People v. Ginther, 390 Mich. 436; 212 N.W. 2d 922 (1973).

The Michigan Court of Appeals rejected petitioner's claim, asserting that "this was not a close case and, therefore, any error in admitting this evidence was harmless." Id. at * 4. However, the Michigan Court of Appeals indicated:

"We would be remiss, however, if we did not express our concern over the use of this character evidence. In most instances, the evidence of domestic violence was far more prejudicial than probative. Defendant never sexually abused his own children or any other minor house guest. The only purpose this evidence served was to portray defendant as a man of bad character predisposed to do bad deeds. Despite the highly prejudicial nature of this evidence, defense counsel repeatedly failed to object to its admission, and actually used the evidence himself in an attempt to establish that defendant's family was biased against him. Given the tendency of the jury to give excessive weight to such improper character evidence, we cannot presume that this was sound trial strategy."
Id.

To show that he was denied the effective assistance of counsel under federal constitutional standards, a defendant must satisfy a two prong test. First, the defendant must demonstrate that, considering all of the circumstances, counsel's performance was so deficient that the attorney was not functioning as the "counsel" guaranteed by the Sixth Amendment. Strickland v. Washington, 466 U.S. 668, 687 (1984). In so doing, the defendant must overcome a strong presumption that counsel's behavior lies within the wide range of reasonable professional assistance. Id. In other words, petitioner must overcome the presumption that, under the circumstances, the challenged action might be sound trial strategy. Strickland, 466 U.S. at 689. Second, the defendant must show that such performance prejudiced his defense. Id. To demonstrate prejudice, the defendant must show that "there is a reasonable probability that, but for counsel's unprofessional errors, the result of the proceeding would have been different." Strickland, 466 U.S. at 694.
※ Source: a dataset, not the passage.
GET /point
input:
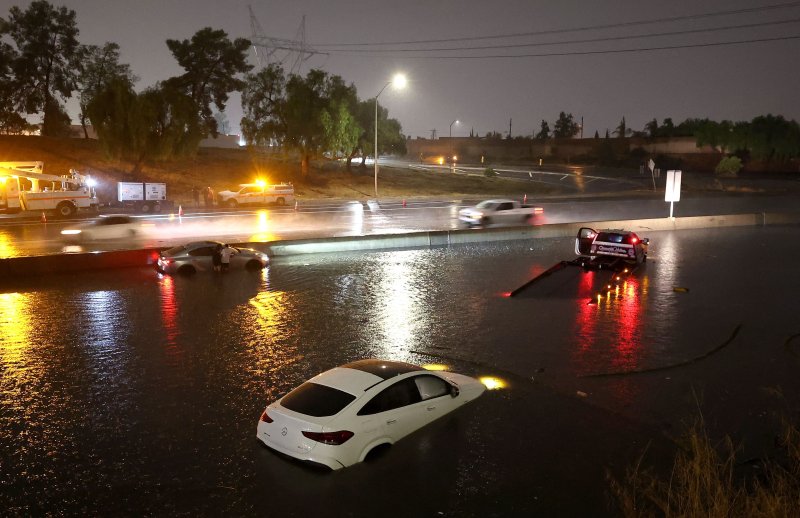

A federal court must grant an evidentiary hearing to a habeas corpus applicant if:

(1) the merits of the factual dispute were not resolved in a state hearing;
(2) the state factual determination is not fairly supported by the record as a whole;
(3) the fact finding procedure in state court was not adequate to afford a full and fair hearing;
(4) there is a substantial allegation of newly discovered evidence;
(5) material facts were not adequately developed at a state court hearing; or
(6) for any reason it appears that state trier of fact did not afford applicant a full and fair fact hearing.
Townsend v. Sain, 372 U.S. 293, 313 (1963); 28 U.S.C.A. § 2243. See also, Brown v Smith, ___ F.3d. ___ (6th Cir, No. 06-2295, 12/31/08).

One of the provisions of the Antiterrorism and Effective Death Penalty Act (AEDPA) states that if an applicant for a writ of habeas corpus has failed to develop the factual basis of a claim in state court proceedings, the court shall not hold an evidentiary hearing on the claim unless the applicant shows that:

(A) the claim relies on:
(I) a new rule of constitutional law, made retroactive to cases on collateral review by the Supreme Court, that was previously unavailable; or
(ii) a factual predicate that could not have been previously discovered through the exercise of due diligence; and
(B) the facts underlying the claim would be sufficient to establish by clear and convincing evidence that but for constitutional error, no reasonable factfinder would have found the applicant guilty of the underlying offense.
28 U.S.C. § 2254(e)(2).

Under the opening clause of § 2254(e)(2), a failure to develop the factual basis of a claim by a habeas petitioner is not established unless there is a lack of diligence, or some greater fault, attributable to the prisoner or prisoner's counsel. Williams v. Taylor, 529 U.S. 420, 432 (2000). Diligence for purposes of the opening clause of this subsection of the AEDPA depends upon whether the prisoner made a reasonable attempt, in light of the information available at the time, to investigate and pursue claims in state court; it does not depend upon whether those efforts would have been successful. Id. at 435. Diligence will require that the petitioner, at a minimum, seek an evidentiary hearing in state court in the manner prescribed by state law. Id.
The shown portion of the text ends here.